Cloud chamber

A cloud chamber makes the invisible visible, allowing us to see delicate, wispy proof that there are tiny particles whose story starts in outer space shooting through all of us, every minute of every day.

Apparatus

1 × cloud chamber
Propanol (aka isopropyl alcohol or IPA)
Dry ice (solid carbon dioxide)

The demonstration

The cloud chamber is prepared and placed down. Moments later, wispy streaks of cloud appear, seemingly spontaneously, inside the chamber. These tiny clouds show the path of charged particles through the chamber—and, since there are no obvious sources of charged particles around, they’re evidently natural and omnipresent…

Vital statistics

muon mass:
207× electron mass

muon flux at sea level:
10,000 muons/m2/minute

How it works

The base of the cloud chamber is filled with dry ice, and an absorbent material near the top thoroughly soaked in propanol. Propanol is quite volatile, and so forms a vapour at the top of the chamber. As the vapour falls, it cools rapidly due to the dry ice and the air becomes ‘supersaturated’: the propanol really wants to condense, but there is nothing for it to condense onto. Charged particles passing through the chamber cause the propanol molecules to gain an electric polarisation, and be drawn towards those particles, and one-another. This provides the impetus for them to condense into tiny liquid droplets in the chamber which show up as white streaks of cloud along the path of the particles.

This demo is often done with a radioactive source, with alpha and beta particles causing propanol to condense, but it actually works in the absence of a source too, because of cosmic ray muons passing through the apparatus. The muons are produced high in the atmosphere by protons (the ‘cosmic rays’) smashing into the nuclei of gases. These produce a variety of daughter particles, but the only ones typically long-lived enough to make it to the Earth’s surface are muons.

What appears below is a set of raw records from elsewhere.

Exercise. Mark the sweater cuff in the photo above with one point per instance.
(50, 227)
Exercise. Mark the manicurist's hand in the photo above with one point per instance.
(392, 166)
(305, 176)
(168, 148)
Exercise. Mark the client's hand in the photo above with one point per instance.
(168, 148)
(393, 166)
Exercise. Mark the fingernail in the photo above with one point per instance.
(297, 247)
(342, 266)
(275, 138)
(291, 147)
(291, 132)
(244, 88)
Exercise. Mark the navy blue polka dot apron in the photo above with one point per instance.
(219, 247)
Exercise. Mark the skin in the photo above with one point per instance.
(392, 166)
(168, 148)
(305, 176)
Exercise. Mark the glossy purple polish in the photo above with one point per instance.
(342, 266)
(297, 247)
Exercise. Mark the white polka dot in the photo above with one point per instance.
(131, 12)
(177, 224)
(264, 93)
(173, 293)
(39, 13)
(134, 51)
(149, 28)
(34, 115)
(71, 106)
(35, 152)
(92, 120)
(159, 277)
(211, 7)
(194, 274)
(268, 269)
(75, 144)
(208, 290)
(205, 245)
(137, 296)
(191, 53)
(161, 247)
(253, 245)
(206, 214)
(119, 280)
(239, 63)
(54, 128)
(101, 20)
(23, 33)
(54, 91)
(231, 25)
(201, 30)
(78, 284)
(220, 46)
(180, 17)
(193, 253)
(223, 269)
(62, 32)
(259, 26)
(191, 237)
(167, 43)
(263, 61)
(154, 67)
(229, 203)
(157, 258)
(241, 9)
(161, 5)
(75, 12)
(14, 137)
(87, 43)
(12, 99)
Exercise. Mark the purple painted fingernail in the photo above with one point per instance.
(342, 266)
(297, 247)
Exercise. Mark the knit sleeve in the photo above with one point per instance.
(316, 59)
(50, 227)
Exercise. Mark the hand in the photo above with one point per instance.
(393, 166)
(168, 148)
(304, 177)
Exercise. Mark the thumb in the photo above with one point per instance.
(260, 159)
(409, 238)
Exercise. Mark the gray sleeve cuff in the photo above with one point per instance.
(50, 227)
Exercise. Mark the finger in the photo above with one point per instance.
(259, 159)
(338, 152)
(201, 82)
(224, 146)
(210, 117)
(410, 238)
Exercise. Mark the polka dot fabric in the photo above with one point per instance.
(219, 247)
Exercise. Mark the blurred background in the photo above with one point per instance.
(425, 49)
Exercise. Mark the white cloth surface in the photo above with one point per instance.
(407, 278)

Muons are heavy electrons, and decay into an electon and a neutrino with a mean lifetime of 2.2 μs. This actually provides an interesting test of special relativity: muons are typically produced around 15 km up in the atmosphere, a distance which takes around 50 μs to traverse at the speed of light—over 20 muon lifetimes. Thus we’d expect barely any to make it! However, since they are travelling quite near the speed of light, time in their frame of reference is significantly dilated as seen by an observer on Earth, meaning that a significant fraction can, in fact, make it to the surface.